There's one other thing about the hospital that I can't fail to mention.  When we scheduled the surgery last week, most of the collection of information was handled over the phone (very convenient, that was!).  Shortly after we finished with that, I got a call from someone in accounting in the hospital.  They'd noted that the entire cost of this surgery would be less (much less, actually) than our insurance deductible – so the entire cost would be out-of-pocket for us.  The hospital made us an offer: if we'd prepay the cost at their fixed rate, they'd give us a 10% discount on their cash rate (lower than the rate they bill insurance companies).  Now I'm sure that makes good business sense for them, as they'd get their money right away and without risk.  But obviously, since we have the money available, it makes good sense for us, too.  I happily took that offer – but I'm delighted that the offer was voluntarily extended.  Someone's on the ball there, identifying a nice win/win for both the hospital and its customers.

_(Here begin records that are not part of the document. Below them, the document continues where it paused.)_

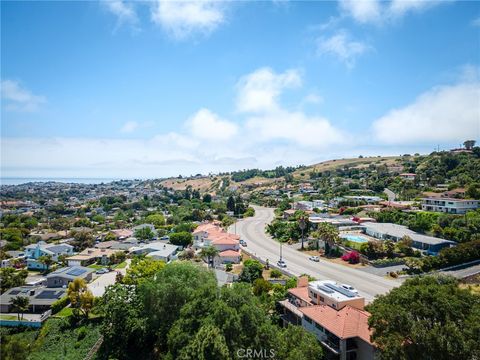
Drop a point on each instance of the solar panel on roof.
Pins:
(76, 272)
(325, 289)
(341, 290)
(49, 294)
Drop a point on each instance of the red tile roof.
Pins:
(345, 323)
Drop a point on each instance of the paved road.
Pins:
(252, 230)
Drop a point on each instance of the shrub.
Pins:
(60, 304)
(275, 274)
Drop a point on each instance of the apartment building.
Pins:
(334, 315)
(449, 205)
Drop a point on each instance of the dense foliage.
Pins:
(427, 318)
(181, 314)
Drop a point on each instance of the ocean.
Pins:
(18, 181)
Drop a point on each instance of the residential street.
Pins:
(252, 230)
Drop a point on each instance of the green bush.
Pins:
(60, 304)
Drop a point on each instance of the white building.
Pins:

On the way home from the hospital today, I asked Debbie if she'd like to pick up something to eat.  She asked for soup (today is beef soup day!) from Los Primos.  We stopped there and Debbie waited in the car while I ran in to pick up that soup.  I placed my takeout order with a young man who's served us several times before.  He asked why weren't eating in the restaurant, so I told him about Debbie's surgery.  That brought a young woman (who has also served us many times) over to join the conversation.  When I got to the part about Debbie requesting the soup, there were two of the biggest, brightest smiles I've ever seen – and I swear the room got considerably brighter.  The two of them scurried off to the kitchen to make sure I left with the best selection of beef and vegetables in the soup.  So sweet!

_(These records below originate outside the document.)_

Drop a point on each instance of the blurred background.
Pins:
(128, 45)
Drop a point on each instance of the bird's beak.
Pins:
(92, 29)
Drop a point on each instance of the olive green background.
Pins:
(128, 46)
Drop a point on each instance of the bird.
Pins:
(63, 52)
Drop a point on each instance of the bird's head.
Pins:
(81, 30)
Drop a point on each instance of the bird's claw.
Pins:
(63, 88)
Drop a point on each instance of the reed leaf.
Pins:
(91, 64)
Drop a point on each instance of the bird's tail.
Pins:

Yesterday our Comcast technician (a fellow named Tony) came out to our house, exactly as promised (even well within the window they'd said).  Tony was bright, well-equipped with test gear, and had his brain fully engaged during his entire time here.  He actually listened to what I had to tell him, and upon hearing the symptoms agreed that this couldn't be a cable modem problem.  He didn't waste any time getting to a short list of three likely sources of the problem: a bad cable distribution amplifier, a bad connector in the interior wiring, or a bad underground service cable.  That list is in his order of likelihood.  We tested the amp first, and it was fine (and we had a great signal there, so that also eliminated the third possibility).  We located the cable leading from the amp to the office where we have the modem located, and a nifty little tester he had quickly told us there was an intermittent problem in that cable.  It turned out to be the connector behind the wall plate in Debbie's office.  In five minutes Tony had that replaced.  Then he noted that it was a crappy connector (I'm sure installed by our house's previous owner), so he checked all the other connectors in that cable.  Two of them were similar crappy connectors, so he replaced them too.  Then we logged into my cable modem and checked signal levels: rock solid, and 6db stronger than I'd ever seen.  So we did a speed test, and it was about 50% higher for download and 100% higher for upload (compared with previous tests I'd done).  The visit was at no cost to me.  I can't think of any way Tony could have done a better job. If Comcast manages to keep this up (and assuming the same sort of thing is happening everywhere), they just might manage to turn around their worst-company-in-the-universe reputation!